When she didn’t speak, the sadness that she had seen in him all week came welling back. His voice changed, grew heavy. ‘Whatever this is between us, it sucks, Asta. And it’s going to suck no matter what we do.’
Asta nodded. It did suck. Some days, she missed him so much that it was like there were knives in her lungs, her stomach, her heart. And suddenly, here he was, holding out to her the faint possibility that one day, it wouldn’t hurt so much anymore.
‘We’ve given it a good shot not being friends,’ he said, a note of playfulness edging into his voice. ‘But I’m not convinced that it’s getting us anywhere.’
Asta looked into his eyes and found them full of an excruciating kind of hope. He wanted this as badly as she did.
‘And you just decided that this was how things were going to be.’
The little curl of a smile appeared briefly, and he started walking again, forcing Asta to hurry to keep up with him. ‘Yeah, I decided.’
‘You’re such a prick.’
He reached out and put an arm around Asta’s shoulders. She was unprepared for how good that felt. How natural.
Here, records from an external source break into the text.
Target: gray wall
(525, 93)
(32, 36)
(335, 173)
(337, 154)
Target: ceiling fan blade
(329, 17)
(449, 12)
‘Come on, please? You do kind of need to agree to it. I can’t just be a friend at you.’
‘Is that what you’ve been trying to do?’ Asta’s irritation came out in a huff. ‘All this week – that was you being my friend?’
Felix cringed. ‘I’ve been a jerk. I know. I was . . . still figuring my own shit out.’
He stopped in his tracks. He took hold of her elbow so that she would stop, too. ‘I have been trying to talk to you, you know. It just kept going wrong.’
‘Yeah, well . . . baggage, right? It’s not easy for me to be around you, Felix.’ Asta removed her arm from his grasp.
His eyes flashed with something like regret, but sharper, fiercer. ‘Good – I don’t want it to be easy,’ he blurted.
They were halfway to the track, and the music was beginning to intrude into their conversation. Even this early in the morning, there was a whiff of fried food on the air. A group of fans had spotted Felix and were hovering nearby, tittering to each other and pointing.
Asta shifted her weight from one leg to the other. ‘You want this to be hard?’
‘No.’ Felix glanced at the fans and gave them a tight smile and a half-hearted wave.
‘No. But if we avoid the hard parts, we’ll never get anywhere.
It won’t be easy – that’s all I’m saying.
And I’m okay with that.’ He put his hands deep into the pockets of his jeans.
He was her old Felix again. ‘What do you say? Friends?’
The fans were edging closer. They had their pens out, racing programs open to Felix’s picture, but his eyes were fixed on Asta.
No, she corrected herself, this was not the old Felix.
He was self-aware, almost humble underneath that cocky facade.
If this Felix had been with her in that stuffy storage room at Pillar, things might have gone differently.
He was not the only one who had changed, though.
If this Asta had been in that room that day .
. . A surge of nervous hope ran down her spine.
They were here, now. Maybe it wasn’t too late.
Asta took a deep breath. She couldn’t let her heart run away with her. He had laid out a simple choice: either she sorted through all the fuckery that had passed between them as his friend, or on her own. He was not offering more.
‘Okay. Let’s be friends,’ she said.
The fans were upon them, and Felix played the obliging star, giving them his attention, his jokes, his smiles. But they were not the fake smiles that he normally used for the public, Asta noticed. He was ebullient.
She went on toward the track, a tender warmth spreading out from her heart.